Parker’s Hawk. Named by his father for the first major league manager to write
Jackie Robinson’s name on a lineup card, Goose grew up in the late, unlamented
Robert Taylor Homes in Chicago’s South Side. He makes a living collecting
things for people who lack legal means to do so. Goose reads two or three books
a week and is in the midst of an endless process of gutting and rehabilitation an
old house; he worships Norm Abrams as a god. In another book he leaves dinner
with Forte to walk an elderly neighbor’s dog, yet “menace rose off him like
heat from a parking lot, even when he smiled. Sometimes especially when he
smiled.”
(Editor’s note: Mr. Satterwhite meant well, but Clyde Sukeforth was
actually Jackie Robinson’s original big league manager.)
Goose answered on the first ring.
We arranged to meet at my house, it being more or less on the way to
Romeoville.
He beat me there, even after
stopping at Mrs. T’s on Boughton Road for a pizza. We sat at my kitchen table
with our coats unbuttoned, narfing pizza and drinking caffeine-free Cokes while
we made up the plan.
“Not going to be the easiest place
to be inconspicuous in,” Goose said between bites.
“You know it?” Goose had
information on places that weren’t even open yet.
He shook his head while he
swallowed. “Think about it. You a face Ellison not likely to forget. That means
I go in. We be at a place called Crazy Joe’s in Romeoville. How many brothers
you think hang there?”
“I could call Eddie Riefsnyder.
He’d come, but I don’t think there’s time for him to get here.”
“Eddie a good man, but he smell
like three shades of cop. I’ll go in, look around. You don’t hear from me in
five minutes, come in and look for a high sign. Like you don’t know me.”

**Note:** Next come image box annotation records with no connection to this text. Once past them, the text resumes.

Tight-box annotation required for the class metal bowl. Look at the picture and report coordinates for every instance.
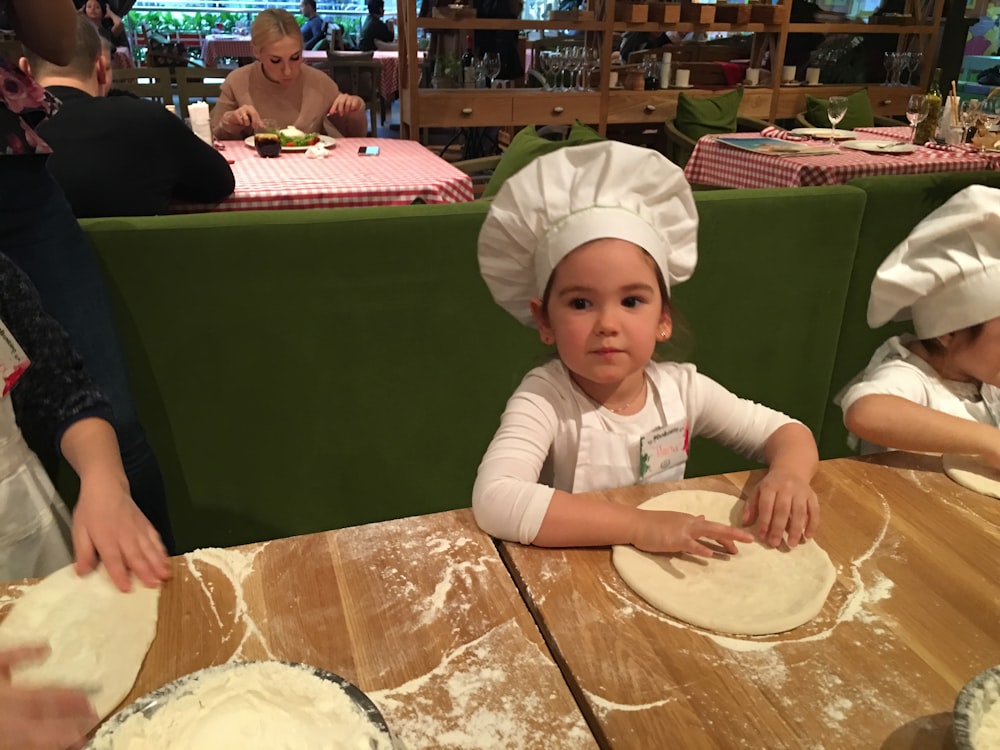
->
[83,660,402,750]
[952,664,1000,750]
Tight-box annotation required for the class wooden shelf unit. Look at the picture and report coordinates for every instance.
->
[399,0,944,138]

“Close enough to a plan for me.” I
stood and put my plate in the sink. “Let’s go. I want to get there in time to
scope things out, see how many exits there are.”
“Don’t I get to finish my sumptuous
repast?”
“We’re pressed for time. Eat in the
car.”
Goose closed the pizza box. “You
flunked history in school, didn’t you?”
“What makes you think so?”
“Lincoln freed the slaves, honky.”
“All the thugs in the world, and I
work with the sensitive one.”
“If you prick us, do we not bleed?”
“When’s the last time anyone made
you bleed?”
“Getting bled on count?”
“No. It has to be your own blood.”
“You got me there.” He paused to
catch my eye. “This better not be the night.”